Outside of the spotlight of Tesla’s recent unveilings, there exists a dark void known to very few of its shareholders: at the rate that the company is burning cash, it could be broke by August.

While the company’s stock price has been on a rally, being valued at above $300 per share since April of 2017, if Tesla doesn’t take action in the next few months, that rally will quickly come to an end. As a growing company, Tesla technically still has yet to make a profit as the manufacturing and research & development teams continue to plow through cash in search of the next big innovation in the electric cars industry.
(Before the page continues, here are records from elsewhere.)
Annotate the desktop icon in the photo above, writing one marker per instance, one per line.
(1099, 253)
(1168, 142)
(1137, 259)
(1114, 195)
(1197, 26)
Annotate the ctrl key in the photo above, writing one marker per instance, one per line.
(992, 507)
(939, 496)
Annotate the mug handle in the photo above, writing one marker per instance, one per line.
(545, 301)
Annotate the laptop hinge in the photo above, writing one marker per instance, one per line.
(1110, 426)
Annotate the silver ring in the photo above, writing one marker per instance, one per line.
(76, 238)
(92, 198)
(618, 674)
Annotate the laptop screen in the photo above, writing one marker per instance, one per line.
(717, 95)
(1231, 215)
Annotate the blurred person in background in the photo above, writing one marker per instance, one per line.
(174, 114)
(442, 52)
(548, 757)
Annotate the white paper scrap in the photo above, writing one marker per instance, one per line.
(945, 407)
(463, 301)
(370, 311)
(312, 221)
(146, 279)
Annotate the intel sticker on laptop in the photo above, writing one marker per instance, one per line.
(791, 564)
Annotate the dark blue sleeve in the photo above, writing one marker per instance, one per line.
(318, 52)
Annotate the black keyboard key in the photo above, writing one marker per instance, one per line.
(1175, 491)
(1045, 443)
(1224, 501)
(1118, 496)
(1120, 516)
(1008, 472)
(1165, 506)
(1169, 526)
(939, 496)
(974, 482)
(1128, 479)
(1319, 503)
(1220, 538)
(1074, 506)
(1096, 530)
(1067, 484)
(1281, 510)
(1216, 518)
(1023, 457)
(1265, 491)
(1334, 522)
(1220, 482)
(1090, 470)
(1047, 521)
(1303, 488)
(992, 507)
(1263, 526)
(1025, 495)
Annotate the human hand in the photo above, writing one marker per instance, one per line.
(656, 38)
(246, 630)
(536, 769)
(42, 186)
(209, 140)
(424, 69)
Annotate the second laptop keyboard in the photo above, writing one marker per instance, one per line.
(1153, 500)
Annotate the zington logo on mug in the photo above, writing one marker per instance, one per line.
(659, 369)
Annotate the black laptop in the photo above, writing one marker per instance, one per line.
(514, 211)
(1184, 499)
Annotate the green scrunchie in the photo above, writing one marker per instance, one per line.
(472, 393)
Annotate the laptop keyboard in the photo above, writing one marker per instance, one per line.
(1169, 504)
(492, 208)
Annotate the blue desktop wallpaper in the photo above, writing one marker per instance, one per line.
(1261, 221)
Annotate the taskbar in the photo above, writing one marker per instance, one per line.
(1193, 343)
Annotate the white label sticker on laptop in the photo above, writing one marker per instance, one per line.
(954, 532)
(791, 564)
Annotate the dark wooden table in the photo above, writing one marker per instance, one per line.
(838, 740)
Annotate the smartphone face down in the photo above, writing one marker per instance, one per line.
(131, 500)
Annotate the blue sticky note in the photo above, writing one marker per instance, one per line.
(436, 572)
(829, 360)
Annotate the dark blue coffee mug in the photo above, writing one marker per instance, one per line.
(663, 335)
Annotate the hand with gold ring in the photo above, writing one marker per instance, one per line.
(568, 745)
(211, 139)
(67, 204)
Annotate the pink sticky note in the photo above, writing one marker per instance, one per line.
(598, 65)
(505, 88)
What does this mean for Tesla’s army of engineers and their general, CEO Elon Musk, who recently signed on for another ten years? If sales and revenue don’t increase promptly, they will have to either accrue more debt to keep the company afloat, or raise more cash from shareholders, an unlikely and last-resort option.
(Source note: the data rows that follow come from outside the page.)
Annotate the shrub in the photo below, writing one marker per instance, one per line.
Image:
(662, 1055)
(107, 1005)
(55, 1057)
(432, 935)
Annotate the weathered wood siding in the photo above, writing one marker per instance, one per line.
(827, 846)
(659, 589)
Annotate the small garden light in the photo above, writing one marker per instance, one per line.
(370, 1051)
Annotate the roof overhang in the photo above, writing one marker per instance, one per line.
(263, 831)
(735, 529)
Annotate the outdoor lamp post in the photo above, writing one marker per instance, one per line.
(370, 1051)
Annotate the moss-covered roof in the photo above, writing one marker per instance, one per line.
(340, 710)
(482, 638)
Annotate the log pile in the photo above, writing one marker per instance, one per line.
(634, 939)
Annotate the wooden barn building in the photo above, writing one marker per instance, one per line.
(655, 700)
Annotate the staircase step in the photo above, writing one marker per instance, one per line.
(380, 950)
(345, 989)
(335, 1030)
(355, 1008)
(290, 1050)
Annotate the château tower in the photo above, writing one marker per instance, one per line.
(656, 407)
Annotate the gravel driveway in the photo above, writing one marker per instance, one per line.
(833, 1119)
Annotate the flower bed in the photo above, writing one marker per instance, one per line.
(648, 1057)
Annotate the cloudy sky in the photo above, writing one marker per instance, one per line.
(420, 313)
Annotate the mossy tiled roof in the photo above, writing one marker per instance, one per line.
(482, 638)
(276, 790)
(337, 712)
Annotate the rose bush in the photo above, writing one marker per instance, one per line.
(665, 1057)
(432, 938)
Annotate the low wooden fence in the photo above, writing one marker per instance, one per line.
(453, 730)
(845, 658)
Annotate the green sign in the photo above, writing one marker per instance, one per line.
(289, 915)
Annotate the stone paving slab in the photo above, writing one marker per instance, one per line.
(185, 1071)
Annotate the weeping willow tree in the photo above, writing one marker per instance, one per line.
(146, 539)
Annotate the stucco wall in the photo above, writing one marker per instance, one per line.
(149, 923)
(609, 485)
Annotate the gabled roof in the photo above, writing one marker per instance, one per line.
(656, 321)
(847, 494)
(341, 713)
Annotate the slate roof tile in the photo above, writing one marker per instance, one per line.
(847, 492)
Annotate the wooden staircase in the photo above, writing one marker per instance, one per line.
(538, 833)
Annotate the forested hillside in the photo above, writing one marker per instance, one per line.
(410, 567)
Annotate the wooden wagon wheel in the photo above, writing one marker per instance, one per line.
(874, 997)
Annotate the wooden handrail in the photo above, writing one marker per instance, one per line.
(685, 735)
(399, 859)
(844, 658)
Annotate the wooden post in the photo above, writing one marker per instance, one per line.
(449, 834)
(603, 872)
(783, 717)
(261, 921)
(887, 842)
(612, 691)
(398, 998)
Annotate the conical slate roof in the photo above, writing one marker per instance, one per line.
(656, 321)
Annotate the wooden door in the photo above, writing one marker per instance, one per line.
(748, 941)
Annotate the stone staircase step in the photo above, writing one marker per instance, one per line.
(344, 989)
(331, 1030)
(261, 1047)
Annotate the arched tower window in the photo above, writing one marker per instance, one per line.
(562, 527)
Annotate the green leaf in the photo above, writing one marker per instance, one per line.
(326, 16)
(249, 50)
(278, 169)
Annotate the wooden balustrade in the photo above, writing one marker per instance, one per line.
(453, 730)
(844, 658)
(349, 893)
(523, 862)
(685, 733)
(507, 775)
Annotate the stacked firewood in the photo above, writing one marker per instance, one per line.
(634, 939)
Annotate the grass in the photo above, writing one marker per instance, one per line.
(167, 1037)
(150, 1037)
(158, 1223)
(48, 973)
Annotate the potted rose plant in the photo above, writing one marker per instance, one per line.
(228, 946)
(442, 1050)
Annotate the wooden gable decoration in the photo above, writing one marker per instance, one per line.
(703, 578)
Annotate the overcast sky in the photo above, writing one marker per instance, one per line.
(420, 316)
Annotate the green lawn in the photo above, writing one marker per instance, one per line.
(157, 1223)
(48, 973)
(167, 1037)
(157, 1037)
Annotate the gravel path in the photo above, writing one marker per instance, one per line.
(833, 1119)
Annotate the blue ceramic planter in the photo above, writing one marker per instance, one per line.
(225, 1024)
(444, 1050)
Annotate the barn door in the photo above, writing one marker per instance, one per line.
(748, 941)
Even so, people have been predicting Tesla’s death for years. About twenty percent of the company’s shares are being sold short right now, and even in 2015, a group of Auburn University business students released a 35-page manifesto detailing all of the reasons to go short on Tesla. If you had followed that manifesto’s advice, you would have lost more than 150% of your original investment.
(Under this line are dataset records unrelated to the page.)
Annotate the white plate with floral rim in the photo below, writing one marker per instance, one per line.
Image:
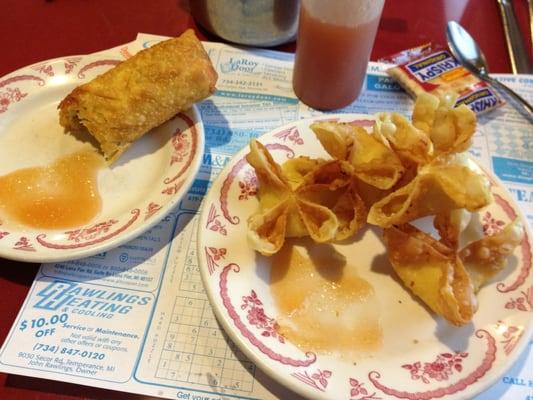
(137, 191)
(420, 356)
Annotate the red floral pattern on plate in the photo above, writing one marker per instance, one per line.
(70, 63)
(124, 52)
(24, 244)
(511, 336)
(102, 232)
(226, 185)
(152, 209)
(92, 240)
(363, 123)
(173, 189)
(245, 332)
(290, 134)
(181, 146)
(10, 96)
(524, 247)
(213, 255)
(40, 81)
(44, 68)
(440, 370)
(92, 232)
(359, 392)
(491, 225)
(524, 302)
(461, 384)
(94, 64)
(213, 223)
(317, 380)
(256, 316)
(191, 127)
(248, 185)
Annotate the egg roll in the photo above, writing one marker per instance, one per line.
(140, 93)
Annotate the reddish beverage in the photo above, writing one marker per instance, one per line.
(331, 58)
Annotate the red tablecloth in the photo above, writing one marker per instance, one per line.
(36, 30)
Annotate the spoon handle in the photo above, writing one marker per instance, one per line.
(525, 105)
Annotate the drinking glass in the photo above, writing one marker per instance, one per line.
(335, 38)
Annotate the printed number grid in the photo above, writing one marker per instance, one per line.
(191, 280)
(196, 350)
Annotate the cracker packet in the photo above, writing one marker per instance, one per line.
(433, 69)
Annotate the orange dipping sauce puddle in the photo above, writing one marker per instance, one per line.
(61, 195)
(323, 305)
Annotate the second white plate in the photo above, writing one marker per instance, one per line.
(148, 180)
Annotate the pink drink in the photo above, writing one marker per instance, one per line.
(335, 39)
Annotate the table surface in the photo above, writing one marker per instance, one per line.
(37, 30)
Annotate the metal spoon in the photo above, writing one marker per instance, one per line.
(466, 50)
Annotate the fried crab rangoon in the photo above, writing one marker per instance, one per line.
(450, 129)
(442, 185)
(400, 171)
(432, 272)
(295, 212)
(371, 156)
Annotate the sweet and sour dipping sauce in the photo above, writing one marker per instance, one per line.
(63, 194)
(324, 306)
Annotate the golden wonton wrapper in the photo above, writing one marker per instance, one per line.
(486, 257)
(450, 224)
(336, 138)
(450, 129)
(410, 143)
(371, 157)
(295, 169)
(438, 187)
(432, 272)
(283, 213)
(332, 185)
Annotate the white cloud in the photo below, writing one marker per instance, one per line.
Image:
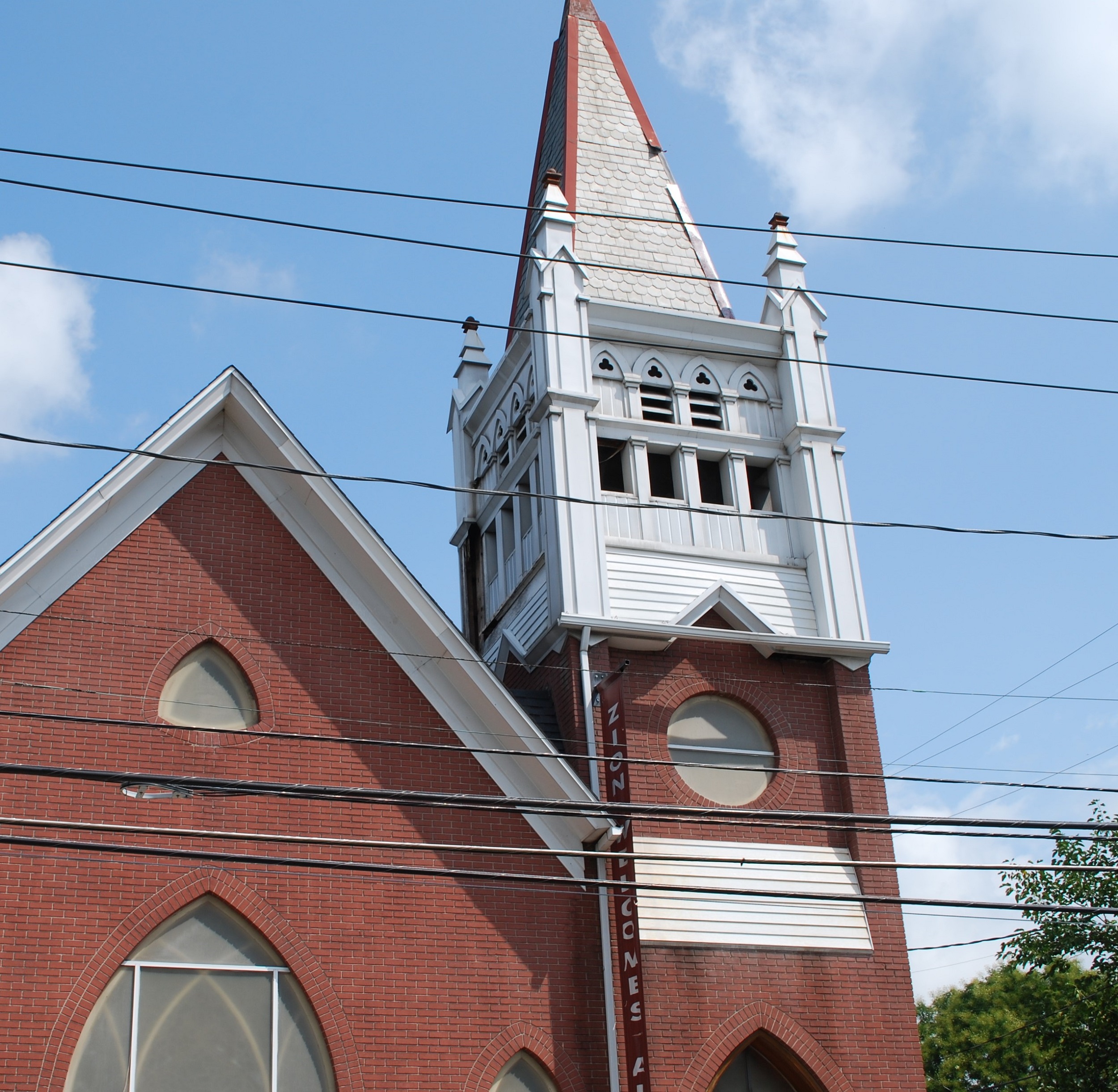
(849, 104)
(46, 325)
Tesla’s (ticker $TSLA) stock performance over the past year.

Data courtesy of Google Finance

At this point, a great deal of Tesla’s success rests on the Model 3, which has been hailed as the company’s way of tapping into the economy car market. According to a recent report by Business Insider, if the Model 3 reaches the sales target that Tesla has set, then the company will eventually become more financially efficient than General Motors, the automotive behemoth. Tesla’s reputation for succeeding despite all odds certainly makes it difficult to give credence to reports of its imminent failure.